When Alibaba Group Holding held its eleventh Singles’ Day shopping festival in 2019, it culminated in Shanghai that November with a performance by American pop sensation Taylor Swift to help get consumers in a cheerful mood.
Five years later, China’s largest e-commerce company decided a party for the world’s largest online shopping festival was no longer necessary, and it will instead spend those resources on merchants and consumers.
The last five years have witnessed a sea change in the Chinese economy, as disruptions from the Covid-19 pandemic and deflationary pressures weigh on consumer spending. For Alibaba, whose Taobao and Tmall platforms dominate Chinese e-commerce, the barbarians are at the gate. Newer market entrants such as Pinduoduo, PDD Holdings’ platform that concentrates on bargain hunting, and ByteDance’s Douyin, the sister app of TikTok that has made an aggressive expansion into live-streaming e-commerce, are slowly accumulating market share.

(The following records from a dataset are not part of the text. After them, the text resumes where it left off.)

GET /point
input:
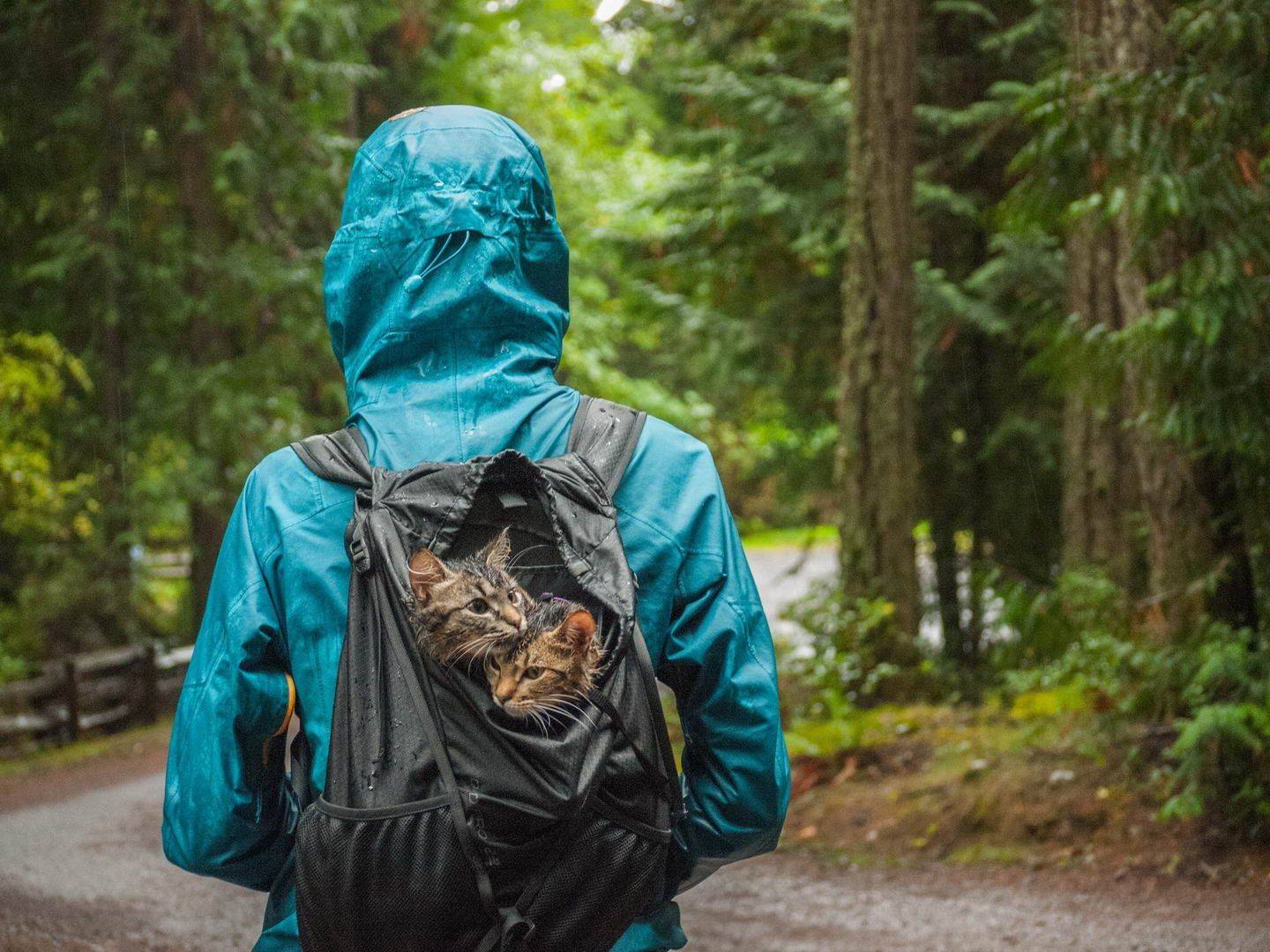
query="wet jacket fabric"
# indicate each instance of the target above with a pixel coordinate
(447, 301)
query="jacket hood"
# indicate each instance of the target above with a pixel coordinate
(446, 285)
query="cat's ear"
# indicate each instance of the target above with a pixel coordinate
(498, 553)
(426, 571)
(578, 629)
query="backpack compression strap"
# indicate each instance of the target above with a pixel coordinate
(605, 435)
(337, 457)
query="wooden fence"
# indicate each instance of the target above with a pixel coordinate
(88, 693)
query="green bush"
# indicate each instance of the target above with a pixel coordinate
(1222, 753)
(852, 654)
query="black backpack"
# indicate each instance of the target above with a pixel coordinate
(444, 824)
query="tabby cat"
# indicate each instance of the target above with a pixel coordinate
(465, 609)
(551, 666)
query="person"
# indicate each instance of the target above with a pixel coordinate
(446, 292)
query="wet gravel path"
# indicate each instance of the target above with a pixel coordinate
(80, 868)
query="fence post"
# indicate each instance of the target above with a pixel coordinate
(147, 695)
(70, 695)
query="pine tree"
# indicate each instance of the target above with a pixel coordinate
(878, 447)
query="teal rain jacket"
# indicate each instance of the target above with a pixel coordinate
(447, 301)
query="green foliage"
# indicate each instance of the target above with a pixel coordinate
(1222, 753)
(45, 512)
(852, 654)
(1082, 606)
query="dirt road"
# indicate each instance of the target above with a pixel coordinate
(84, 873)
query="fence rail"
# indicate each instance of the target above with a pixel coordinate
(92, 692)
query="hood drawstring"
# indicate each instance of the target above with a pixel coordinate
(415, 282)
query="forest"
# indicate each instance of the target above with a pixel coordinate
(981, 285)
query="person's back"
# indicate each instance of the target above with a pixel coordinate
(447, 303)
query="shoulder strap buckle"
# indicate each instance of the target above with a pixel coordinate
(605, 435)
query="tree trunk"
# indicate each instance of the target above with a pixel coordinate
(1099, 481)
(204, 227)
(877, 449)
(1125, 37)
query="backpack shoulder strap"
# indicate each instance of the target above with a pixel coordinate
(605, 435)
(337, 457)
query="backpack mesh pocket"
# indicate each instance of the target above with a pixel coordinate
(384, 882)
(606, 877)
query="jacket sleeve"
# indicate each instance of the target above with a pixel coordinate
(227, 811)
(721, 664)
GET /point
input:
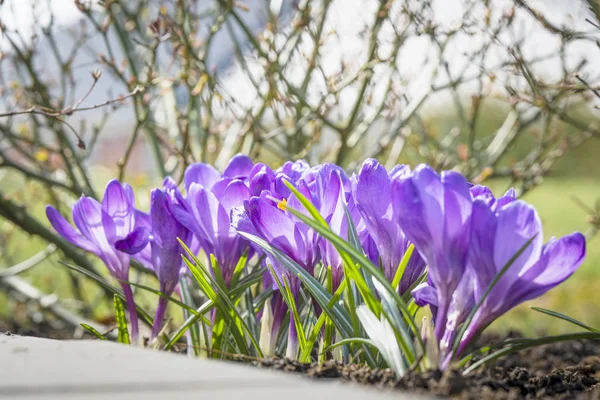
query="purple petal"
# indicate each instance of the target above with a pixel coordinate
(425, 295)
(261, 178)
(239, 167)
(508, 198)
(166, 250)
(66, 230)
(169, 184)
(119, 205)
(457, 206)
(372, 191)
(211, 216)
(201, 174)
(560, 259)
(483, 236)
(93, 223)
(241, 222)
(276, 227)
(518, 222)
(135, 242)
(482, 193)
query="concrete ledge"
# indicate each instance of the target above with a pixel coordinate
(32, 368)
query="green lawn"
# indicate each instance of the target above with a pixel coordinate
(578, 297)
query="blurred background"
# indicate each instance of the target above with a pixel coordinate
(506, 92)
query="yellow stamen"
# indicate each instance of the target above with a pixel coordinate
(282, 205)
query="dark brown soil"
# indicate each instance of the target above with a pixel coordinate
(569, 370)
(562, 370)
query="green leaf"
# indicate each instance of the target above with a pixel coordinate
(383, 336)
(93, 331)
(163, 295)
(402, 267)
(123, 336)
(142, 314)
(188, 323)
(220, 297)
(243, 285)
(565, 318)
(344, 247)
(349, 341)
(320, 294)
(498, 276)
(186, 296)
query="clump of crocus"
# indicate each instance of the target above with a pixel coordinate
(166, 249)
(467, 237)
(206, 209)
(372, 193)
(112, 231)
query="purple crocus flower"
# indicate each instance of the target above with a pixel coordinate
(435, 214)
(380, 211)
(165, 248)
(499, 229)
(206, 210)
(112, 231)
(265, 217)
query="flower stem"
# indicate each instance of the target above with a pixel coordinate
(158, 318)
(133, 318)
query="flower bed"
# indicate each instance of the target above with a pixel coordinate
(313, 264)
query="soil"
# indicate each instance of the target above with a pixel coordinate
(569, 370)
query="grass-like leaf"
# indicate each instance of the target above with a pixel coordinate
(219, 295)
(93, 331)
(493, 283)
(165, 296)
(319, 293)
(402, 267)
(343, 247)
(123, 336)
(523, 344)
(142, 314)
(565, 318)
(382, 334)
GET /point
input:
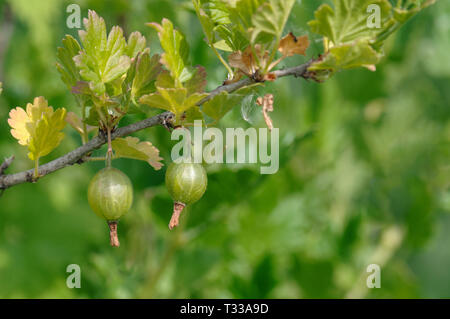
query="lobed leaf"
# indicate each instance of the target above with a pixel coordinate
(39, 127)
(175, 100)
(130, 147)
(222, 103)
(176, 50)
(271, 18)
(104, 59)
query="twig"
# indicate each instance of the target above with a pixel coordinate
(77, 156)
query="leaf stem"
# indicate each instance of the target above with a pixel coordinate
(84, 136)
(219, 56)
(36, 169)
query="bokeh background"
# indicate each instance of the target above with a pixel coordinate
(364, 177)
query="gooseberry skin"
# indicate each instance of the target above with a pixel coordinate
(186, 182)
(110, 194)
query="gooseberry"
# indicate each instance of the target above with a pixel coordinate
(186, 183)
(110, 195)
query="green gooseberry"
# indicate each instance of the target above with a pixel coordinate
(110, 195)
(186, 183)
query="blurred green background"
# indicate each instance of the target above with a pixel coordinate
(364, 177)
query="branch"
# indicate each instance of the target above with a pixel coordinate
(78, 156)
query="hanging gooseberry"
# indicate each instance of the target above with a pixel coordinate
(186, 183)
(110, 195)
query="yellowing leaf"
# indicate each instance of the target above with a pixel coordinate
(39, 127)
(291, 45)
(130, 147)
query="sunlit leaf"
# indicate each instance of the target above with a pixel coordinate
(136, 43)
(39, 127)
(175, 100)
(176, 50)
(270, 18)
(104, 58)
(291, 45)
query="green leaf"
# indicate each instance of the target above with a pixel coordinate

Alibaba, owner of the South China Morning Post, has in response been quietly adjusting its tactics. It has turned away from the brutal price war that emerged in this space and sought to create a new balance between buyers and sellers in which the consumer is not always right. That change is now paying off, according to analysts and merchants.
Strong growth from key consumers – the 42 million big spenders referred to as 88VIP members – shows Alibaba is on the right path, according to Jacob Cooke, co-founder and chief executive of WPIC Marketing + Technologies, an e-commerce and technology consultancy.
“They talked a lot about their 88VIP users, [meaning] they are really focusing on getting in the high-end big spenders, as opposed to a ton of people that spend a little money,” Cooke said. “And that’s where Alibaba really stands out.”